Montrer que d’autres initiatives existent pour combattre l’injustice. Il existe des mouvements de lutte pour plus de Justice sociale en Belgique. Peut-être n’est-il pas nécessaire de partir loin. Ouvrir le champ des possibles en exposant l’éventail des possibilités d’engagement contre le racisme et les discriminations en tous genres, pourrait pousser les personnes séduites par Daesh à s’engager en Belgique.

Valoriser les acquis sociaux tels que la démocratie, les droits humains, la liberté d’expression, le système judiciaire, etc. en vigueur en Belgique. Ces droits ont été créés pour chaque citoyen. Ces droits permettent également la contestation et la révolte ! Utiliser la liberté d’expression pour toucher les médias et se faire voir par exemple. Oser s’approprier ces droits et s’engager dans la lutte sociale au lieu de salir le mode de vie occidental.
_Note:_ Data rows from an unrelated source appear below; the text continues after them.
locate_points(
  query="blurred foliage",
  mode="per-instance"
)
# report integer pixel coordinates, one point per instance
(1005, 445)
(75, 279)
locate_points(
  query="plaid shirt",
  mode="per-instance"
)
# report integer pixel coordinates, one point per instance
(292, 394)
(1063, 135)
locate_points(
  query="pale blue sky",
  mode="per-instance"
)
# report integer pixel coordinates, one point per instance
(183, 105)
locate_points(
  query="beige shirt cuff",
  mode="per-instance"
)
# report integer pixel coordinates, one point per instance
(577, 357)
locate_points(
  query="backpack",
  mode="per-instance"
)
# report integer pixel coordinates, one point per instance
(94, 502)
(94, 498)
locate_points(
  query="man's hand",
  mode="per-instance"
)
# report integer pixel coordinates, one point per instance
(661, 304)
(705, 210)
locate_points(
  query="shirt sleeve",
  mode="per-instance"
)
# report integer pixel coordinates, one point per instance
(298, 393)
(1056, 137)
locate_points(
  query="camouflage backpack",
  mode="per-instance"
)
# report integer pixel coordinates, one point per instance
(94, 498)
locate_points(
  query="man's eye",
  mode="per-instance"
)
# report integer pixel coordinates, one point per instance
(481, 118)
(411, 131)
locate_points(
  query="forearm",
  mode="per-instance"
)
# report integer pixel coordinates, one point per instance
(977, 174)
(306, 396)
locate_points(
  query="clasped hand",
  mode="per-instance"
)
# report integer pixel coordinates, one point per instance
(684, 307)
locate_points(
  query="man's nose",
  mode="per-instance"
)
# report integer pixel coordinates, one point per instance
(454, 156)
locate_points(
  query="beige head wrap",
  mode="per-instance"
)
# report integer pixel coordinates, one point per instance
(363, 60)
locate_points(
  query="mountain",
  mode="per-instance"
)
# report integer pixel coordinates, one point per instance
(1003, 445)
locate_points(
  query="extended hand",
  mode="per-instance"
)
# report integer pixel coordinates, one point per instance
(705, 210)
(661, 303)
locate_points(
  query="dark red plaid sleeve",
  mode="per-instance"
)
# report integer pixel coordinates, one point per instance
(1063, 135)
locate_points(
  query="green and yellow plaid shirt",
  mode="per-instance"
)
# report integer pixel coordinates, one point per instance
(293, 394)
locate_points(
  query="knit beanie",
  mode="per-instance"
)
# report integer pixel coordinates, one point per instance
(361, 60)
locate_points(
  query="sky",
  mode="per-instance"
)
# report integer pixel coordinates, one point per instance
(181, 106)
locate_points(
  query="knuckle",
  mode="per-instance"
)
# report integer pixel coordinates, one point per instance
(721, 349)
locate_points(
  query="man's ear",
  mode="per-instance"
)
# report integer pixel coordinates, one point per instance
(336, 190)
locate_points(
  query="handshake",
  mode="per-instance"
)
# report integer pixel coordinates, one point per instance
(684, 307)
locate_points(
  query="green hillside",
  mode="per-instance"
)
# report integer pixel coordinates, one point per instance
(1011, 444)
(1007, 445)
Ces différentes approches permettent de montrer aux jeunes que le modèle « occident » pointé par les djihadistes auto-proclamés n’existe pas, ni n’existe d’ailleurs le modèle « islam authentique », base sur laquelle repose toute la rhétorique.

***

Face à une personne séduite par un type de discours manichéen de la sorte, rien ne sert d’entrer dans la bataille des opinions et de le convaincre de laisser tomber ces idées. Au contraire, il convient de donner à ces personnes les outils pour réfléchir par elles-mêmes au discours auquel elles croient en pointant les contradictions et en ouvrant les yeux sur les réalités de terrain. Donner les outils de complexification du monde et faire redescendre les imaginaires sur terre, telles seront les clés qui permettront de fracturer les rhétoriques lisses et manichéennes, telles que le sont les rhétoriques complotistes.